No conflicts with Sentry, Bugsnag, or any other tool. The SDK never auto-hooks window.onerror or unhandledrejection. You explicitly insert it into your error chain.

Wrap the error handler

// Insert Yaver into the error chain
window.addEventListener('error', (event) => {
  YaverFeedback.attachError(event.error);
});
window.addEventListener('unhandledrejection', (event) => {
  YaverFeedback.attachError(event.reason);
});

Manual attach

try {
  await riskyOperation();
} catch (err) {
  YaverFeedback.attachError(err, { context: 'checkout', cartItems: 3 });
  throw err;
}

What Gets Captured

  • Screen recording (WebM/VP9, via getDisplayMedia)
  • Microphone audio (WebM/Opus, for voice annotations)
  • Screenshots with annotations
  • Console errors (automatically)
  • JS errors with stack traces (when captureErrors is enabled)
  • Page URL and browser info
  • Timeline of all events

How It Works

  1. You test your web app and hit a bug
  2. Open the SDK, sign in, and connect to the right machine
  3. Record, screenshot, or type a vibing prompt
  4. The SDK talks to the agent over HTTP plus command-stream SSE
  5. The agent can fix, reload, and stream status back into the app

Development Only

The SDK auto-disables in production.

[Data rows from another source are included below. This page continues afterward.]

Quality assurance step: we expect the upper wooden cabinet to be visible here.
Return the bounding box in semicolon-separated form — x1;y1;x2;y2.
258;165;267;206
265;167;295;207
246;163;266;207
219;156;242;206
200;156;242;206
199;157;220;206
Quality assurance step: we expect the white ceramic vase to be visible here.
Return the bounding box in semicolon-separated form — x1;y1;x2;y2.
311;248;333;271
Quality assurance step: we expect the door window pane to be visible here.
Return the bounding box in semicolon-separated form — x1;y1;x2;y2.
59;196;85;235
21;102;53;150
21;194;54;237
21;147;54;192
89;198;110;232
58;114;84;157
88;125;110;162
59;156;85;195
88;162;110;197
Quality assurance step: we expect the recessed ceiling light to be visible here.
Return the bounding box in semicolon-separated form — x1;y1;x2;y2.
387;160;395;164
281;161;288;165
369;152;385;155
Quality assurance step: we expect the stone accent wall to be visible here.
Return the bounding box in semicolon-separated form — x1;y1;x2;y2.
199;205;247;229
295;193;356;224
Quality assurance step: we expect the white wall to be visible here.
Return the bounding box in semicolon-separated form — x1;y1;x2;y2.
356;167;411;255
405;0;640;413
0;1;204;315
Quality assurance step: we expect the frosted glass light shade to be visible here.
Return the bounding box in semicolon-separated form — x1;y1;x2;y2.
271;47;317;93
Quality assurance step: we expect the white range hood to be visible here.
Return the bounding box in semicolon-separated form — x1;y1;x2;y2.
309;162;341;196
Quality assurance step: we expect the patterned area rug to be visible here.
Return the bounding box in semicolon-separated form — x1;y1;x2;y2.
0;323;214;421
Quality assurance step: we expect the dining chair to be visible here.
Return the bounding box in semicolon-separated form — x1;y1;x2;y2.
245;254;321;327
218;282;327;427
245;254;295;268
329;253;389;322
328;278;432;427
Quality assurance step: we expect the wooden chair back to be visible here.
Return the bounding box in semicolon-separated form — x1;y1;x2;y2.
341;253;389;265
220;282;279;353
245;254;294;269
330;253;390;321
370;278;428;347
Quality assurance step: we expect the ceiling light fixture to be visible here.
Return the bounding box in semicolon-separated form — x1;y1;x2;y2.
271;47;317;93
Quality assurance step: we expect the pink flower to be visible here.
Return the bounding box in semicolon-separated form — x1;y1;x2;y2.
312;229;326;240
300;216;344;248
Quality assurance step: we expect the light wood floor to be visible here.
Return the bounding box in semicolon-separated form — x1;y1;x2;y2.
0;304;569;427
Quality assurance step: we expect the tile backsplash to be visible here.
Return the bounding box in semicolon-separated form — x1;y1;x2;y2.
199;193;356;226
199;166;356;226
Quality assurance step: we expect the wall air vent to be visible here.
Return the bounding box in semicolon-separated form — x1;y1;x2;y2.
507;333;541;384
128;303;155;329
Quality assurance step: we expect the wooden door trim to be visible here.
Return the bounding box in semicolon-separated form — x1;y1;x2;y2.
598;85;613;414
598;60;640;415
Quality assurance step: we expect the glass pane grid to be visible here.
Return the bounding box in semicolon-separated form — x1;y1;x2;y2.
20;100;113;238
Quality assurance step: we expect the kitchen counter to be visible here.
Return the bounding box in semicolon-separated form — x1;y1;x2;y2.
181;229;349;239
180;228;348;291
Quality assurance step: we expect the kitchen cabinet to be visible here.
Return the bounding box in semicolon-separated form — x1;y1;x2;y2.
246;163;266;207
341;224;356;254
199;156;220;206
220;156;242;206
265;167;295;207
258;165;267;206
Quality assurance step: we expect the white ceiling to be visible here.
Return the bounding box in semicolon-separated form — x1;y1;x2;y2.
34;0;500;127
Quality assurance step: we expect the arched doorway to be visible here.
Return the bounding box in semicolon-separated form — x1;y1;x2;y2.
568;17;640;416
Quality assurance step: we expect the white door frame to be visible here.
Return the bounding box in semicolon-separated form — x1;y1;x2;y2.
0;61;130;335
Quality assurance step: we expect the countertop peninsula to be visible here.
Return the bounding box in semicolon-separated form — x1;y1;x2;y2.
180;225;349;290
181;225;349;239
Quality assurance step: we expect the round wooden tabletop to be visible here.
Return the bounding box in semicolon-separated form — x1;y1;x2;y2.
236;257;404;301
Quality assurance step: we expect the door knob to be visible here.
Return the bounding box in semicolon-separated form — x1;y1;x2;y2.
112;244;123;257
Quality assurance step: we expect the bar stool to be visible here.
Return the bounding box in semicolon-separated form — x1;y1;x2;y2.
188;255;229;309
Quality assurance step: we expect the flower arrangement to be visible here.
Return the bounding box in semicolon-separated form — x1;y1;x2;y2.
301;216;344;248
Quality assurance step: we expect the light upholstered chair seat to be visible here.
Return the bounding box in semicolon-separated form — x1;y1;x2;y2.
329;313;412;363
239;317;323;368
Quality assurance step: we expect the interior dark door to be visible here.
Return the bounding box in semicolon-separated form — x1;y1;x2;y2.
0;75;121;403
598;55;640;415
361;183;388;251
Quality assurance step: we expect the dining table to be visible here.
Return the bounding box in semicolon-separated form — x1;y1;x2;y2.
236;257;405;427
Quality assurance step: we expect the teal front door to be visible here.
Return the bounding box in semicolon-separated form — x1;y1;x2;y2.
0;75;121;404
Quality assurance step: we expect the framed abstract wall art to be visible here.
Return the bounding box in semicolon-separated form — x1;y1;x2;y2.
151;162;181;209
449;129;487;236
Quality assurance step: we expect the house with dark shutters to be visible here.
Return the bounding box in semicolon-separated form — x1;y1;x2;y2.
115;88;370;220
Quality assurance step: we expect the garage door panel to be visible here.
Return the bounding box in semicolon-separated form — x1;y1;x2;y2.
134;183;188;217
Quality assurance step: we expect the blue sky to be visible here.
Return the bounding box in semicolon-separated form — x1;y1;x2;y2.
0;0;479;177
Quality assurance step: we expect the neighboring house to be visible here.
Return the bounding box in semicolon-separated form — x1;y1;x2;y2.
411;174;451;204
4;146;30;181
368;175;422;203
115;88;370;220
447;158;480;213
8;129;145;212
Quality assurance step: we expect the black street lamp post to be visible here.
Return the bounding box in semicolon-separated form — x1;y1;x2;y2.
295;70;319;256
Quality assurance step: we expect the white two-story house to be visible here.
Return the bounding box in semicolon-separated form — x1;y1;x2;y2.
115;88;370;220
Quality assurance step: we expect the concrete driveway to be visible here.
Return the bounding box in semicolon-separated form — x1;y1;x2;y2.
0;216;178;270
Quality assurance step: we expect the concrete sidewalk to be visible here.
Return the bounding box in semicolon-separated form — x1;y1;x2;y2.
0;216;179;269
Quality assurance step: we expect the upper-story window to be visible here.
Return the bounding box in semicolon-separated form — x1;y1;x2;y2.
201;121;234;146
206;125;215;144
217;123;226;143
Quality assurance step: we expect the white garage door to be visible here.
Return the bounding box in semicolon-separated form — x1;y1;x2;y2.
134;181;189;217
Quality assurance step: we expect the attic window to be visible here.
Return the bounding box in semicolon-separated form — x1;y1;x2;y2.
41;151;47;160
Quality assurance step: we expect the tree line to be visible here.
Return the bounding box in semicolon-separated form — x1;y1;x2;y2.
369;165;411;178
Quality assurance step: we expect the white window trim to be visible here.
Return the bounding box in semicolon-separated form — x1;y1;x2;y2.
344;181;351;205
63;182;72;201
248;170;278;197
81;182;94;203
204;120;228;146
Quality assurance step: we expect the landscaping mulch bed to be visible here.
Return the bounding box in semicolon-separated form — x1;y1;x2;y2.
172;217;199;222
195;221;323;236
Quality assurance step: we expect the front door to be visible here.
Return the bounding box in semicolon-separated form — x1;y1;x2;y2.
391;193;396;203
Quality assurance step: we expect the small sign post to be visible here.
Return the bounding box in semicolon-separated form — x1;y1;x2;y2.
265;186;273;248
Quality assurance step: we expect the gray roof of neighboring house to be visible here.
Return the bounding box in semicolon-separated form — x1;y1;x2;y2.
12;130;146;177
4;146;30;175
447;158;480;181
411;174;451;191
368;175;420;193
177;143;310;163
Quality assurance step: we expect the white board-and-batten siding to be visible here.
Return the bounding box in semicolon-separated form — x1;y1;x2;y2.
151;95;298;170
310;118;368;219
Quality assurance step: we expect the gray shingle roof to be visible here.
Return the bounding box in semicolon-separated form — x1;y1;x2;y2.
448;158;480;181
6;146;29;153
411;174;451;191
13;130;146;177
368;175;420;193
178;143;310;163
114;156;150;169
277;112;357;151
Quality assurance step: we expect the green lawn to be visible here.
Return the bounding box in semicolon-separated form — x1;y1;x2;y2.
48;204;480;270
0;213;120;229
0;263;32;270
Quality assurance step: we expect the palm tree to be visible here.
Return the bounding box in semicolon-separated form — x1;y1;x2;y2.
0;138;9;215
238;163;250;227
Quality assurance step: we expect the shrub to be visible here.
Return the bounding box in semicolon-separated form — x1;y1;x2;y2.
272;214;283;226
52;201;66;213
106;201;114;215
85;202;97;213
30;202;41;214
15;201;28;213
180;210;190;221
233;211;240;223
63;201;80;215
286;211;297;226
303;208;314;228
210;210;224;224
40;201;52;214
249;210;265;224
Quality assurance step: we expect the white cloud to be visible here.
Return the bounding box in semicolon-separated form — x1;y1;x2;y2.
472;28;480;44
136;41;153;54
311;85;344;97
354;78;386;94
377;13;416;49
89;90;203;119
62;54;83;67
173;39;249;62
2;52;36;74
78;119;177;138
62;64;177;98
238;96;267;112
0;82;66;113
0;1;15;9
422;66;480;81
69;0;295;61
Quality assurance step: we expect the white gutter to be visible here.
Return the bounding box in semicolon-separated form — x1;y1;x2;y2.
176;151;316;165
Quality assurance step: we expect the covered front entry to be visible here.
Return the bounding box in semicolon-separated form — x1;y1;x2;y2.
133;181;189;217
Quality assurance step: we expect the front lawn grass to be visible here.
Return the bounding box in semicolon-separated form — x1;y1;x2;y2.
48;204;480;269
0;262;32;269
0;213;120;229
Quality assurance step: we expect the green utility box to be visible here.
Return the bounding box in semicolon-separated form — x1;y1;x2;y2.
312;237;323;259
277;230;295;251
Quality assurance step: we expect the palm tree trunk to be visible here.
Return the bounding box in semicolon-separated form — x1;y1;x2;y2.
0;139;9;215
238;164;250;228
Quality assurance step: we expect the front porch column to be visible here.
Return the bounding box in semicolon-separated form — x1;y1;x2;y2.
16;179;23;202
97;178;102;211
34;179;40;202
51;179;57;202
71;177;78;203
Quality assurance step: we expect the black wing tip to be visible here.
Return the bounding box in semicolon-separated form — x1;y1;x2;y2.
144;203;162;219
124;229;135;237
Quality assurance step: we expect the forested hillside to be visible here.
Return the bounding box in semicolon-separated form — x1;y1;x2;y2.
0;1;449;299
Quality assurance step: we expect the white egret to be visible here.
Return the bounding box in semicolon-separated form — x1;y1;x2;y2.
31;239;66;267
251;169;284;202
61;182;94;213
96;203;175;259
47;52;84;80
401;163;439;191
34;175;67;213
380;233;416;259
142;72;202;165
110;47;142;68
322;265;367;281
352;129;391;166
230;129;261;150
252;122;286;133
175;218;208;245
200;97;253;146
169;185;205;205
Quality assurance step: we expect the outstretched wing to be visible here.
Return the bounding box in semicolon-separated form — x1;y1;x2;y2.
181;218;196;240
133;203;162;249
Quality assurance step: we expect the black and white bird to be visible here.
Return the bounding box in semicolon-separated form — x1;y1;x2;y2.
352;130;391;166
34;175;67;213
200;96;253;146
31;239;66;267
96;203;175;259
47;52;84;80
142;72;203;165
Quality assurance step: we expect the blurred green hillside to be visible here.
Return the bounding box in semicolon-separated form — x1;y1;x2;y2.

When enabled is not passed, the default is:

  • if process.env.NODE_ENV is set, enable only when it is development
  • otherwise (normal browser build) enable only when window.location.hostname is a development host — localhost, *.localhost, *.local (mDNS), 0.0.0.0, an IPv4 literal (e.g. 192.168.1.50), or a bracketed IPv6 literal

Any other hostname — including production domains that happen not to contain the substring "prod" — is treated as production and the SDK stays dark.

Override manually at compile time or runtime if you want different behavior:

YaverFeedback.init({ enabled: false }); // explicitly disable
YaverFeedback.init({ enabled: true });  // force enable (e.g. staging)

Requirements

  • Yaver CLI running on your dev machine (yaver serve)
  • Modern browser with getDisplayMedia support (Chrome 72+, Firefox 66+, Edge 79+)
  • HTTPS or localhost (required by getDisplayMedia)
  • A signed-in Yaver account if you want account-backed discovery, shared machines, relay routing, or vibing

License

MIT — part of the Yaver open-source project.